Running All Variables Through a Function in SAS

I am new to SAS and need to sgplot 112 variables. The variable names are all very different and may change over time. How can I call each variable in the statement without having to list all of them?
Here is what I have done so far:
%macro graph(var);
proc sgplot data=monthly;
series x=date y=var;
title 'var';
run;
%mend;
%graph(gdp);
%graph(lbr);
The above code can be a pain since I have to list 112 %graph() lines and then change the names in the future as the variable names change.
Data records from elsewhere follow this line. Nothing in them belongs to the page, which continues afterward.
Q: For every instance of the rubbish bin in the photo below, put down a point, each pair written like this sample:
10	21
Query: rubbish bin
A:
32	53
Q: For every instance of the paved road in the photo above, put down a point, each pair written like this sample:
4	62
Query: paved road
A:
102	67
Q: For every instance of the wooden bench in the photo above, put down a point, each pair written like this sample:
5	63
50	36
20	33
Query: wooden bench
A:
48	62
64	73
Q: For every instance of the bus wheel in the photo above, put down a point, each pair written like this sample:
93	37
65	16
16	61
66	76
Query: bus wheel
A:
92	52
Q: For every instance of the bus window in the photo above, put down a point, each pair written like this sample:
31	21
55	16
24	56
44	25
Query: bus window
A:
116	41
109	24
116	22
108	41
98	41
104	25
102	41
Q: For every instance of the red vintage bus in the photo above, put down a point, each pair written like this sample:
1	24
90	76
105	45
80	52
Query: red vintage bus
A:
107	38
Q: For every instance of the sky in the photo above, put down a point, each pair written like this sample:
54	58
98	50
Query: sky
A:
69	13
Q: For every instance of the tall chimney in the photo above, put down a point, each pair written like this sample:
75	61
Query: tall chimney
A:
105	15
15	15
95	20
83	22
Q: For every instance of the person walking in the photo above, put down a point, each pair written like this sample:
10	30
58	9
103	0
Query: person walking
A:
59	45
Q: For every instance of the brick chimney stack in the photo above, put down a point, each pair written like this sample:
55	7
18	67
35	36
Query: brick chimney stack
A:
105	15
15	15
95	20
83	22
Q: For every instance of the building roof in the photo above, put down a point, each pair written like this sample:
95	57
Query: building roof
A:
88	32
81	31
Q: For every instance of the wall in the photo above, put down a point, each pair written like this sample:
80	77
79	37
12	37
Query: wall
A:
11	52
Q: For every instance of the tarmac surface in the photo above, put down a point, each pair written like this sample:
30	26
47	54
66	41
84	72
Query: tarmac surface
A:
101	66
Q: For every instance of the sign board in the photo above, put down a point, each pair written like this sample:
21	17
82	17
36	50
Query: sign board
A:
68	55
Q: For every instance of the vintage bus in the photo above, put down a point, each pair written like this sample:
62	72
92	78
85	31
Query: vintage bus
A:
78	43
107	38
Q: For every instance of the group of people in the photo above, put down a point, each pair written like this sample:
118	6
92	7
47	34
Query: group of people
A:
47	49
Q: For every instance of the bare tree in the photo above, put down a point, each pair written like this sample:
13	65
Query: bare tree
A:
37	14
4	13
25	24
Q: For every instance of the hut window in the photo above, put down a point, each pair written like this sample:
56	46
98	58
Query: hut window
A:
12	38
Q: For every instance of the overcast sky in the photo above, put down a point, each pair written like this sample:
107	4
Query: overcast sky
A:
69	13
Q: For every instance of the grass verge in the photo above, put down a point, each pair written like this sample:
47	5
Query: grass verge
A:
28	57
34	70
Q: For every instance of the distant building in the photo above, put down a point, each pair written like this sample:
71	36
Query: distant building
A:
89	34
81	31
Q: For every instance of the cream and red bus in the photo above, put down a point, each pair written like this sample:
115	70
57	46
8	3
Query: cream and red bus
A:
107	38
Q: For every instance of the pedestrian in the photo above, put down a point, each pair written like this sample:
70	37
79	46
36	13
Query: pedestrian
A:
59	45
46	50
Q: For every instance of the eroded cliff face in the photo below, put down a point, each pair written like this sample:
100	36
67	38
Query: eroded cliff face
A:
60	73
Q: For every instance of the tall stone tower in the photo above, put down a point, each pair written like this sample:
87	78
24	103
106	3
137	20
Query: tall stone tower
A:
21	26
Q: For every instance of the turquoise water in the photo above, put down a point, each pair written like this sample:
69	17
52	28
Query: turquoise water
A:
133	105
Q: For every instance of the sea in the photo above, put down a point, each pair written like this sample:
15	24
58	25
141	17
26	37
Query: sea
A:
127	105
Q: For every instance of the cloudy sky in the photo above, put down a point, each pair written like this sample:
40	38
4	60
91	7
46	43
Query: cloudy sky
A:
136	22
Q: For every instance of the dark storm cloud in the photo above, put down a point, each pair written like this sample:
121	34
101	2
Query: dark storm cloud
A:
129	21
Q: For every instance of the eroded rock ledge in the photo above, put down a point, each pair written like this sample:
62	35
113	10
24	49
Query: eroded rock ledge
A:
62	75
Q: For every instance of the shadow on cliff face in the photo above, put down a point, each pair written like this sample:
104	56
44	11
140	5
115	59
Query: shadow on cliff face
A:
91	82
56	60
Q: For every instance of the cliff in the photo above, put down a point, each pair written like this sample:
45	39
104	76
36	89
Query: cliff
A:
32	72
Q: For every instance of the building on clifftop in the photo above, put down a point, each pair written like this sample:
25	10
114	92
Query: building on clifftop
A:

Thanks for the help in advance.
List processing is the concept you need to deal with something like this. You can also use BY group processing or in the case of graphing Paneling in some cases to approach this issue.
Create a dataset from a source convenient to you that contains the list of variables. This could be an excel or text file, or it could be created from your data if there's a way to programmatically tell which variables you need.
Then you can use any of a number of methods to produce this:
proc sql;
select cats('%graph(',var,')')
into: graphlist separated by ' '
from yourdata;
quit;
&graphlist
For example.
In your case, you could also generate a vertical dataset with one row per variable, which might be easier to determine which variables are correct:
data citiwk;
set sashelp.citiwk;
var='COM';
val=WSPCA;
output;
var='UTI';
val=WSPUA;
output;
var='INDU';
val=WSPIA;
output;
val=WSPGLT;
var='GOV';
output;
keep val var date;
run;
proc sort data=citiwk;
by var date;
run;
proc sgplot data=citiwk;
by var;
series x=date y=val;
run;
While I hardcoded those four, you could easily create an array and use VNAME() to get the variable name or VLABEL() to get the variable label of each array element.